In the method of the present invention, the image forming layer is entirely made of metal, and the image forming layer is fixed to the sleeve as an image support by a plating method.

(3) In contrast to the Lutzker method, there is a plate-making method called the galvano method, in which the image forming layer is entirely made of metal. The plate-making process is as follows. (1)
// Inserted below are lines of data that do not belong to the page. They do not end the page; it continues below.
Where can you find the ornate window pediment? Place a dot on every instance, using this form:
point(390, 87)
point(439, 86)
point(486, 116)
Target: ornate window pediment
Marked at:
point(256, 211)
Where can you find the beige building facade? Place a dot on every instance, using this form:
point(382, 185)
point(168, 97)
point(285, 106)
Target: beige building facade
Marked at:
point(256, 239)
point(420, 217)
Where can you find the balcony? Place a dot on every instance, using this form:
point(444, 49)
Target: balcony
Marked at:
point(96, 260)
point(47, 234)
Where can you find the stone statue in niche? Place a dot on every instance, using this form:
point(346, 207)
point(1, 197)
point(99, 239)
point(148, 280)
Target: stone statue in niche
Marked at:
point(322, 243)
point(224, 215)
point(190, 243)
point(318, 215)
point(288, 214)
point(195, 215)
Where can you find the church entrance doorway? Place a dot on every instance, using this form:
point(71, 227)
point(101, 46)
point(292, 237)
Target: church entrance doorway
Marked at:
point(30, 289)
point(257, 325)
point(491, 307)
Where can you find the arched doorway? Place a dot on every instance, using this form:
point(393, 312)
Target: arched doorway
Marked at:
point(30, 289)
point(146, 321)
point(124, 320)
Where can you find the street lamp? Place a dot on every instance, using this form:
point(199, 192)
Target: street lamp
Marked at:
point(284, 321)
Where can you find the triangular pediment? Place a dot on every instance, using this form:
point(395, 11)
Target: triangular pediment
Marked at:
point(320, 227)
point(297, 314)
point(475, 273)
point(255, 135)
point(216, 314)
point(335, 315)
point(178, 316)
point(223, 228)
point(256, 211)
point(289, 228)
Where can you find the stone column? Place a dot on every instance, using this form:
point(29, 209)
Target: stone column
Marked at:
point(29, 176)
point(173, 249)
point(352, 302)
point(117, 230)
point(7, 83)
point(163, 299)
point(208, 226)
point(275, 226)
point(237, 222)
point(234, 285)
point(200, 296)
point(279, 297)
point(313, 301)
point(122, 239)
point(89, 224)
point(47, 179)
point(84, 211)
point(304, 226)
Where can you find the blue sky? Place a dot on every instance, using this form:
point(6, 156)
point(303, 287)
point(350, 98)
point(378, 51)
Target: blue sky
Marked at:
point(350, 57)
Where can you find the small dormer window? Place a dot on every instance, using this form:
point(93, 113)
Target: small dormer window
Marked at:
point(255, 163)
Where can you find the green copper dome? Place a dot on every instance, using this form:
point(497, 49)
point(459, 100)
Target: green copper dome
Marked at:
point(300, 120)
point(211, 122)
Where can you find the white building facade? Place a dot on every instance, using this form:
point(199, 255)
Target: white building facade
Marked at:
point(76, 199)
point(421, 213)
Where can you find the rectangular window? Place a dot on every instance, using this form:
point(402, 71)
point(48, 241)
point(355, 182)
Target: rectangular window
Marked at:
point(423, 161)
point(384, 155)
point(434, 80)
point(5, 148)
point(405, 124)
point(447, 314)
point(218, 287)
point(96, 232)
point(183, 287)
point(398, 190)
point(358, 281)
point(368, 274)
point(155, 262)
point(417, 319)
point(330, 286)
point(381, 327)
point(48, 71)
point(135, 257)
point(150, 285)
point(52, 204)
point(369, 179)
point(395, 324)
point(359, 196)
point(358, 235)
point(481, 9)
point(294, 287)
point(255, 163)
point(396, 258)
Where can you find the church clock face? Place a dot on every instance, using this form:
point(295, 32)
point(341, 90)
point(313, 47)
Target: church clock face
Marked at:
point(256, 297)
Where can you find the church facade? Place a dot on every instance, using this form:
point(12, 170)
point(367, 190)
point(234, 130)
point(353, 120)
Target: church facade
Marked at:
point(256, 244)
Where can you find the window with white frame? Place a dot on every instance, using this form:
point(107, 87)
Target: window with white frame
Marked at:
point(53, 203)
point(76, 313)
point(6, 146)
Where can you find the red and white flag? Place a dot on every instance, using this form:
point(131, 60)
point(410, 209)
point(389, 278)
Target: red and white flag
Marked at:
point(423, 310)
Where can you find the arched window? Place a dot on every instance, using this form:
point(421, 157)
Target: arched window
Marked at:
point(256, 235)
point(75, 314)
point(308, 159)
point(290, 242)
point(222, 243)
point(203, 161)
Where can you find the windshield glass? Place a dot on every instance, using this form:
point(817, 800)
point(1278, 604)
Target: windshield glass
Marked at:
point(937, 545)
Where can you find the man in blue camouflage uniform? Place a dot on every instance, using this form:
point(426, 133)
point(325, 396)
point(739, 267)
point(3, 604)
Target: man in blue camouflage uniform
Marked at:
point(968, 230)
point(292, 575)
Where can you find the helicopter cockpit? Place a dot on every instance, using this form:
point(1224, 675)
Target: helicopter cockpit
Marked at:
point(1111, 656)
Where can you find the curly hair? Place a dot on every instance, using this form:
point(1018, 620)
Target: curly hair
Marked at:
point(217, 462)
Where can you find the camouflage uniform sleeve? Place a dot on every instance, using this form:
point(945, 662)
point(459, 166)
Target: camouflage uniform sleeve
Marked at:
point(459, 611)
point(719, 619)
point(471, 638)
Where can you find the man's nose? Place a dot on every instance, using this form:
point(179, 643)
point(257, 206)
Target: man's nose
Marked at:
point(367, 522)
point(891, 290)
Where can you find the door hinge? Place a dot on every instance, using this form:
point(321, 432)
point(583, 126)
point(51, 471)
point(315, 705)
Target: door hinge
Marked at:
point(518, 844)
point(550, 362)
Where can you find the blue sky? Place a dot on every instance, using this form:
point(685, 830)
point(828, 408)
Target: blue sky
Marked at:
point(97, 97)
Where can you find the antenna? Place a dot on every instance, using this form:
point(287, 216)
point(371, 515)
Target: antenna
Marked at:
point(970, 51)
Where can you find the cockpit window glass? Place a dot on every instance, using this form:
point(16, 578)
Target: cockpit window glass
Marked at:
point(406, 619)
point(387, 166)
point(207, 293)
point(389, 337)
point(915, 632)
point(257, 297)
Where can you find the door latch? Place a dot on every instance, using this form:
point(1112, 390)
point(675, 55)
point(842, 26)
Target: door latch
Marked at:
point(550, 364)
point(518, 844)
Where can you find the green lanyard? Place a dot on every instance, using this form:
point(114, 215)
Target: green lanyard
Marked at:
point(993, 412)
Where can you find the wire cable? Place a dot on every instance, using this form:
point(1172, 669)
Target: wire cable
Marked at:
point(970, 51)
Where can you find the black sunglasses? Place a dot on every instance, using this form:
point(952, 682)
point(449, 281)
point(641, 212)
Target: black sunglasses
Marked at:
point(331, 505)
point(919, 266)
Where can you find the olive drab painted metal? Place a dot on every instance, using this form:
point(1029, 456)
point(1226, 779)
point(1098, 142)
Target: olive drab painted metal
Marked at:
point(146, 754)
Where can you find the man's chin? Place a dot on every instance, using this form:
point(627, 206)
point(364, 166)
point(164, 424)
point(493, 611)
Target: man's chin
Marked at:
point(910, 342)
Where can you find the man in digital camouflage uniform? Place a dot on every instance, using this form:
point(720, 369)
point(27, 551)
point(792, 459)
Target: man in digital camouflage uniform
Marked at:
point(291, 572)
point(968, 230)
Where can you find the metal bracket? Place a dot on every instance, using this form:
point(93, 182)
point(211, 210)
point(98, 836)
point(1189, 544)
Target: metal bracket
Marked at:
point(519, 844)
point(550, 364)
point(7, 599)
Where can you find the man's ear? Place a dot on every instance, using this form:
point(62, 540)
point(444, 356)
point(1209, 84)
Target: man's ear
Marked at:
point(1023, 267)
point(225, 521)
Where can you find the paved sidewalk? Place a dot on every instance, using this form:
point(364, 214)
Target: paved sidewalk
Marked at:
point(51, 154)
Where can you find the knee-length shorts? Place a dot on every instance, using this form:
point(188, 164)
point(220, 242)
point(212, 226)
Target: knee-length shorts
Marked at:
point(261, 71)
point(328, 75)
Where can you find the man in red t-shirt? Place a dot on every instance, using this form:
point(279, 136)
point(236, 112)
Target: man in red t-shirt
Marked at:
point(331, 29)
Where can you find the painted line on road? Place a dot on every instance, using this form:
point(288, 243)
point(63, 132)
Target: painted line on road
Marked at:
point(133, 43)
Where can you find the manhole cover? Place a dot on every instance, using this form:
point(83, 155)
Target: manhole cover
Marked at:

A photosensitive resin is applied to the surface of a stainless steel roll or a chrome-plated iron roll and dried. (2) Wrap the mesh image film prepared in advance and expose it. (3) After development and washing with water, plate the film to a specified thickness in a nickel plating bath. (4) Pull out the Nikkiru plating part from the roll and use it as a printing sleeve. In this method, since the image forming layer and the image support are in one layer, the image is expressed entirely in dots.
Therefore, as shown in Fig. 3, the upper part g of the dot (or shoulder) of the mesh comes into contact with the printing material, and for example, the solid line is also indicated by a number of points, and it is not possible with the current plate-making technology to connect the mesh endlessly. It's completely impossible. For this reason, this method also has drawbacks such as having many restrictions on the pattern.

Recently, several methods have been announced in which the image forming layer and the sleeve serving as the image support are made entirely of metal and the image forming layer is overlaid on the image support. The outline is as follows.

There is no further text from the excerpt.